Programs are readily available over the internet. If undetected, the perpetrator could access the information without alerting the legitimate user. This is the reason of using a strong user authentication process to protect the data and systems. The need for strong user authentication has many benefits.
First, effective authentication provides the basis for validation of parties to the transaction and their agreement to its terms.
Second, it is a necessary element to establish authenticity of the records evidencing the electronic transaction should there ever be a dispute.
Background of Authentication:
Financial institutions engaging in any form of Internet banking should have effective and reliable methods to authenticate customers. An effective authentication system is necessary for compliance with requirements to safeguard customer information, to prevent money laundering and terrorist financing, to reduce fraud, to inhibit identity theft, and to promote the legal enforceability of their electronic agreements and transactions. The risks of doing business with unauthorized or incorrectly identified persons in an Internet banking environment can result in financial loss and reputation damage through fraud, disclosure of customer information, corruption of data, or unenforceable agreements.
Customer Verification:
With the growth in electronic banking and commerce, financial institutions should use reliable methods of originating new customer accounts online. Moreover, customer identity verification during account origination is required and is important in reducing the risk of identity theft, fraudulent account applications, and unenforceable account agreements or transactions.
Potentially significant risks arise when a financial institution accepts new customers through the Internet or other electronic channels because of the absence of the physical cues that financial institutions traditionally use to identify persons.
Smart Card:
A smart card is a small, tamperproof computer. The smart card itself contains a CPU and some non-volatile storage. In most cards, some of the storage is tamperproof while the rest is accessible to any application that can talk to the card. This capability makes it possible for the card to keep some secrets, such as the private keys associated with any certificates it holds. The card itself actually performs its own cryptographic operations.
Fingerprint Recognition:
Fingerprint recognition technologies analyze global pattern schemata on the fingerprint, along with small unique marks known as minutiae, which are the ridge endings and bifurcations or branches in the fingerprint ridges. The data extracted from fingerprints are extremely dense and the density explains why fingerprints are a very reliable means of identification.

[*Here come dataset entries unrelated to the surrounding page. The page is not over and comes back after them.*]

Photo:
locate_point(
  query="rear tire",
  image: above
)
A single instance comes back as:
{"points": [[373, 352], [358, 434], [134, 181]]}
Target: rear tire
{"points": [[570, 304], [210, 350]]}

Fingerprint recognition systems store only data describing the exact fingerprint minutiae; images of actual fingerprints are not retained. Fingerprint scanners may be built into computer keyboards or pointing devices (mice), or may be stand-alone scanning devices attached to a computer.
Fingerprints are unique and complex enough to provide a robust template for authentication as shown in the fig.1.3. Using multiple fingerprints from the same individual affords a greater degree of accuracy. Fingerprint identification technologies are among the most mature and accurate of the various biometric methods of identification.
Although end users should have little trouble using a fingerprint-scanning device, special hardware and software must be installed on the user’s computer. Fingerprint recognition implementation will vary according to the vendor and the degree of sophistication required. This technology is not portable since a scanning device needs to be installed on each participating user’s computer.